In the dark and uncertain times that followed Harris not only hatched his plan for this project, but earned the rare distinction of a prestigious scholarship at All Souls College, Oxford – a seven-year period of study – and survived the major surgery which would give him an entirely new lease on life. The result is both a gift, and a provocation, that finds generous and stimulating expression in this latest publication from award-winning publishers Bridget Williams Books.
Suffused with Harris’s own personality and background, and characterised throughout by his searching intellect, his empathy and compelling optimism, The New Zealand Project is a highly original achievement, a new sort of book for a new world ahead. It is a world full of challenges, particularly acute for his own millennial generation, laid out with remarkable clarity. Whether it is the future of work, climate change, the politics of love or other pressing issues of the age, Harris not only offers his own prescriptions but, critically, challenges his readers to come up with their own, or join the conversation.
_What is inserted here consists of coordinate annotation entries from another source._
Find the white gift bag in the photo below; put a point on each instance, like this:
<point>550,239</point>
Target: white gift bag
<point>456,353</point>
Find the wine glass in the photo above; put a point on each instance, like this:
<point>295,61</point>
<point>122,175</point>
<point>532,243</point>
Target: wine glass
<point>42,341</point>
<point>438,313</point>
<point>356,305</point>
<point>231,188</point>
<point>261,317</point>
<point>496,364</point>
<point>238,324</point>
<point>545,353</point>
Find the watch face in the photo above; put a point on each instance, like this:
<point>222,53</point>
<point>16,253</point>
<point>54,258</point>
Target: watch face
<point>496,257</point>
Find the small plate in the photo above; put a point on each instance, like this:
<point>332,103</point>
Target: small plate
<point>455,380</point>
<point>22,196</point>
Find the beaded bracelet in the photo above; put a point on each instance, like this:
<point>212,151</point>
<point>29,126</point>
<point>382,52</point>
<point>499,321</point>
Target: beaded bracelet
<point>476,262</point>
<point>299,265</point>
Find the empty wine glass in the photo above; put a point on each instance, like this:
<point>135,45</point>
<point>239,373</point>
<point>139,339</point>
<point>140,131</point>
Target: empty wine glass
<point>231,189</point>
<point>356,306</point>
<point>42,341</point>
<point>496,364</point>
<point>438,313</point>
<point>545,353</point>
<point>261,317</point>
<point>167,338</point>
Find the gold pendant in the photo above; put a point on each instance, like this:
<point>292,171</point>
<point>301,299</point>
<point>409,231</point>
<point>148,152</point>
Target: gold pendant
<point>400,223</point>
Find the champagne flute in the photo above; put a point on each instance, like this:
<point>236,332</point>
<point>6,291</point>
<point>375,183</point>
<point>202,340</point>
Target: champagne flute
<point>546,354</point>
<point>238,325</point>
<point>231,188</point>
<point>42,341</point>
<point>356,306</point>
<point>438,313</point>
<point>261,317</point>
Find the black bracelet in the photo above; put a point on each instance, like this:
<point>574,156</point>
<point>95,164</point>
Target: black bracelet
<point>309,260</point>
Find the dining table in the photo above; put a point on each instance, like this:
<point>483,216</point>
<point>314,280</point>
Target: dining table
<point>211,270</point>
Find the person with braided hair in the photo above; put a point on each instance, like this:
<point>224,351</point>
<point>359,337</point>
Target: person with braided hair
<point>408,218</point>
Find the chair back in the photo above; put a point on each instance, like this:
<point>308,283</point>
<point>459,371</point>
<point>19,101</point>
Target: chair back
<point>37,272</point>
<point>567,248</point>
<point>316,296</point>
In exploring fresh approaches to policy and politics, Harris aims to create new and larger discussions about the future of this country, a project all the more relevant given the geopolitical context into which it arrives: Trump, Brexit, post-truth politics and a resurgence of authoritarianism. It is an approach that eschews the strait jacket of traditional partisan politics. Instead it focuses on the issues and values upon which New Zealanders can and must find common cause if we, and future generations, are to navigate the challenges that lie ahead – and preserve the essence of what it means to belong in Aotearoa.
About the Author
Max Harris is currently an Examination Fellow at All Souls College in Oxford. He completed a Master of Public Policy and Bachelor of Civil Law at the University of Oxford while on a New Zealand Rhodes Scholarship from 2012–2014, and a Law/Arts conjoint degree (with Honours in Law) at the University of Auckland from 2006–2010. Harris worked at the Supreme Court of New Zealand as a clerk for Chief Justice Elias in 2011–2012.
He has also completed short stints of work at the South Australian Department of Premier and Cabinet (in early 2008, as a speechwriting intern), the law firm Russell McVeagh (in late 2008–2009), the Australian National University in Canberra (as a summer scholar, in late 2009–2010), the American Civil Liberties Union in New York (late 2010–2011), and Helen Clark’s Executive Office at the United Nations Development Programme (in July–August 2014).